Bron: Spellenlab
Elke speler heeft een schatkist (lijkt op een balkachtige dobbelsteen) en stopt daarin een voorwerp dat voor hem waardevol is. Je kan eventueel vooraf een thema afspreken of ook toelaten dat iemand zijn favoriete voorwerp op een papiertje schrijft (als het b.v. niet in die doos past).
Het speelbord wordt samengesteld uit een aantal kaarten die eilanden in een zee voorstellen. De grootouders kiezen de eilanden (thema’s) uit waarmee ze willen spelen en zoeken die kaarten uit. Op lievelingseilanden wordt b.v. geraden naar een lievelingskleur of -dier. Op het fantasie-eiland gaat het over ervaringen en dingen die we anders willen doen (wat als... stel dat...). Het waar of niet waar eiland confronteert je met bepaalde stellingen of meningen (mag een grootouder helpen met huiswerk maken?). Het eiland van lang geleden mag alleen bezocht worden door grootouders. Zij stellen er een vraag over lang geleden en beoordelen het antwoord. Alleen kleinkinderen mogen naar het toekomsteiland om er een vraag aan hun grootouders te stellen over voorwerpen van het heden en de toekomst. Het eiland van nu is dan weer de plaats waar enkel ouders mogen landen. De vragen daar zijn gebaseerd op situaties uit het verleden en het heden. En op het herinneringseiland mag iedereen een herinnering aan elkaar vertellen (wanneer was je eens heel bang).

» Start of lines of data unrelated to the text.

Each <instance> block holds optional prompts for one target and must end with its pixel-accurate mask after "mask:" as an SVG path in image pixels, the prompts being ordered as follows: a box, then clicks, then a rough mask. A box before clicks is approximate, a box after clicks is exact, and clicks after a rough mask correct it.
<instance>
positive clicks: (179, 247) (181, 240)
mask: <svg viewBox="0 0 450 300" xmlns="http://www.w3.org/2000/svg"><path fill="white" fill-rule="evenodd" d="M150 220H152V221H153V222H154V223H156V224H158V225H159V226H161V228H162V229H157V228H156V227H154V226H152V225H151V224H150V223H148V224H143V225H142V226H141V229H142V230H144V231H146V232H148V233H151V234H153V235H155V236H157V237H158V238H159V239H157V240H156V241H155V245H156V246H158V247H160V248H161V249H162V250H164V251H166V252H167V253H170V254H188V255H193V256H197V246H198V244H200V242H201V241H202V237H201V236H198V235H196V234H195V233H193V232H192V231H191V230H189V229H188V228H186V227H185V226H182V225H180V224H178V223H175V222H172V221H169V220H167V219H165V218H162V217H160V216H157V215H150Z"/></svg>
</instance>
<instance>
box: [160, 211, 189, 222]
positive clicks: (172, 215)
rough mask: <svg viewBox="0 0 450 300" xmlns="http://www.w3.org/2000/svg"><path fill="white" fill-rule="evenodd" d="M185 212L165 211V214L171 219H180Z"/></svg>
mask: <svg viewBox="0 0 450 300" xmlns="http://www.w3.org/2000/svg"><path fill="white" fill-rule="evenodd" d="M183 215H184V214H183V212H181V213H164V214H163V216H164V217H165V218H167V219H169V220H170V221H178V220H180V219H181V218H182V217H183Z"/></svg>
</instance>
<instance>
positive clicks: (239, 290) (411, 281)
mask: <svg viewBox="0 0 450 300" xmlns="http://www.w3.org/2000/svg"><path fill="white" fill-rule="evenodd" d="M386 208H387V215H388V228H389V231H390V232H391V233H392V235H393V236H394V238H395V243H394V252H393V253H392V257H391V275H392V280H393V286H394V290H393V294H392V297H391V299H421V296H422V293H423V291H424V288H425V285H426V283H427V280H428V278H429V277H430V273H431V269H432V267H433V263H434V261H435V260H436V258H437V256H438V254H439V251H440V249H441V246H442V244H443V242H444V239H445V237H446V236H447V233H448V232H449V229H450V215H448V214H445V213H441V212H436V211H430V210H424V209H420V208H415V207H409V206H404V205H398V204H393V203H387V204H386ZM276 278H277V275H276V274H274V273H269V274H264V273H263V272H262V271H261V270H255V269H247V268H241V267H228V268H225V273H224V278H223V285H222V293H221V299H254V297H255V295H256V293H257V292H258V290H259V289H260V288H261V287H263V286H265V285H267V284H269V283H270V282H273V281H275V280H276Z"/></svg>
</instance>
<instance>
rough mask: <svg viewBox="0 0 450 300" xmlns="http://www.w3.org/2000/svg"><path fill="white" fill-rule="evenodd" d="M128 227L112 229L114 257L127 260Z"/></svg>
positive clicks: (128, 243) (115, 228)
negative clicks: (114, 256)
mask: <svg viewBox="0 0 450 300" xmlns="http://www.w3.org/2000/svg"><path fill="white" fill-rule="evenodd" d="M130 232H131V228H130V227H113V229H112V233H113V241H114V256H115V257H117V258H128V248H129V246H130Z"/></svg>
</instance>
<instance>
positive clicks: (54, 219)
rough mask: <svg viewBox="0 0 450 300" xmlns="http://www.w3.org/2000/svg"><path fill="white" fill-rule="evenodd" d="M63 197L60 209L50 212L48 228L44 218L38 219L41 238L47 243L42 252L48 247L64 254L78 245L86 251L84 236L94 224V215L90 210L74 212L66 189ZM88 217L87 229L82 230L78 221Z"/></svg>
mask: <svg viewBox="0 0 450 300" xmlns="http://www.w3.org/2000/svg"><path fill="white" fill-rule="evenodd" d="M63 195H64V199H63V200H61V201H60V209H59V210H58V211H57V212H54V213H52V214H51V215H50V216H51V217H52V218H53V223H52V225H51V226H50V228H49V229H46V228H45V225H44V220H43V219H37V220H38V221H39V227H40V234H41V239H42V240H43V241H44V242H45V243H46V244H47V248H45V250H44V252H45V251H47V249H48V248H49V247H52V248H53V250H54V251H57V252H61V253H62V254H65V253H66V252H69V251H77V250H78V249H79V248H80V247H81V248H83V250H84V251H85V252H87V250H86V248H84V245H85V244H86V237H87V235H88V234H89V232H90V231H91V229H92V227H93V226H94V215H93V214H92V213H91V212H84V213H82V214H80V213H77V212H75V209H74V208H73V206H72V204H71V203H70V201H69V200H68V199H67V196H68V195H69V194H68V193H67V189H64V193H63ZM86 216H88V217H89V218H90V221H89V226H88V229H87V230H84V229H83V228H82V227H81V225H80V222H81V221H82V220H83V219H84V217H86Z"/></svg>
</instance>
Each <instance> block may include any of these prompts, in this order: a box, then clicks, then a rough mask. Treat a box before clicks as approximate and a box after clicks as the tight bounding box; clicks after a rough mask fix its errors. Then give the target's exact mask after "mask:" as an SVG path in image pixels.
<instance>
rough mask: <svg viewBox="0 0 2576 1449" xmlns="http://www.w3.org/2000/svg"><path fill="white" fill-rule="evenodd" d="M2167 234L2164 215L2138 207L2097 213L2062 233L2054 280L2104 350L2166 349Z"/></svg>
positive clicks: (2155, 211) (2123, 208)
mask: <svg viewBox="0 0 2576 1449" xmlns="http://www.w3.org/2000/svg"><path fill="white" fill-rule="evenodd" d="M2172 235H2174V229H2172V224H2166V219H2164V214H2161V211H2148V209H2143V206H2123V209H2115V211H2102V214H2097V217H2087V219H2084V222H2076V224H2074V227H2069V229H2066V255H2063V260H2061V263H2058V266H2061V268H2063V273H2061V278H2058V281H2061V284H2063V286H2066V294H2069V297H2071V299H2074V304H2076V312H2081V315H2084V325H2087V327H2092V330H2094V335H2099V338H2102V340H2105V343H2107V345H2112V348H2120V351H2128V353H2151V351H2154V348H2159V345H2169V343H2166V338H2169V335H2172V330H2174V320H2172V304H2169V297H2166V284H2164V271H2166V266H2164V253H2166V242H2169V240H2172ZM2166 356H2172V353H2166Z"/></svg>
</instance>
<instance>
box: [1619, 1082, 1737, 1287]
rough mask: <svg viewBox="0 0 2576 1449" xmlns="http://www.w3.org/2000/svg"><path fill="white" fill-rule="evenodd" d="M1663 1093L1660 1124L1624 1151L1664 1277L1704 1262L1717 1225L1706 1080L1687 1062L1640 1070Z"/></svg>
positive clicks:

Elk van deze eilanden bestaat uit een reeks van gekleurde kaartjes die samen geplaatst worden. Tussenin worden blauwe zee- en opdrachtkaartjes gelegd, zodat een speelveld van 10 op 10 vakjes ontstaat.
Het doel van het spel is het geheime voorwerp van de andere spelers te raden. Dit kan door een vraag over een eigenschap van dat voorwerp te stellen als je een opdracht goed uitgevoerd hebt. Pas als je een kaartje hebt van elk eiland mag je effectief naar het voorwerp zelf vragen.
Wie aan de beurt komt, rolt eerst eens zijn schatkist op een neutrale plaats (naast het speelvlak). Wanneer de kist 2 stippen toont, moet de speler zijn kist vanaf een rand van het speelbord 2 keer rollen (vandaar de titel van dit spel). Zo kom je op de verschillende gekleurde kaarten terecht. De blauwe kaarten stellen de zee met vissen voor. Daar moet soms een opdracht uitgevoerd worden. De andere kleuren stellen de hierboven beschreven eilanden voor. Komt een speler op zo’n eiland terecht, dan moet hij één eilandkaartjes nemen en de vraag oplossen. Als de speler de vraag juist oplost, mag hij het kaartje behouden en een vraag stellen aan iemand over zijn geheime schat. Bij een fout antwoord wordt het kaartje gewoon teruggeplaatst en mag de speler geen vraag stellen.
Zodra een speler van elk eiland een kaart heeft, mag hij éénmaal raden wat het geheim is van iedere medespeler. Lukt dit, dan wint hij het spel.
De vragen en opdrachten zitten goed in elkaar. Je leert elkaar echt wat beter kennen. Kinderen moeten b.v. zeggen wat ze zouden doen met een briefje van 200 EUR als ze dit op straat zouden vinden. Grootouders moeten dan eens nadenken of ze liever een ander beroep hadden uitgeoefend. Soms moet iemand vertellen over een situatie waarin hij heel moe was. En wie zou je eens willen zijn voor één dag?
Het feit dat je ook nog eens naar een voorwerp moet raden en dit uiteindelijk pas mag doen als je voldoende kaarten kon verzamelen, maakt dit spel ook nog eens spannend. Want tijdens het spel worden voortdurend detailvragen gesteld naar de eigenschappen van de verborgen schatten (kleur, grootte, duur of goedkoop,...).
Heerlijk informatief spel om jong en oud eens rond de tafel te krijgen!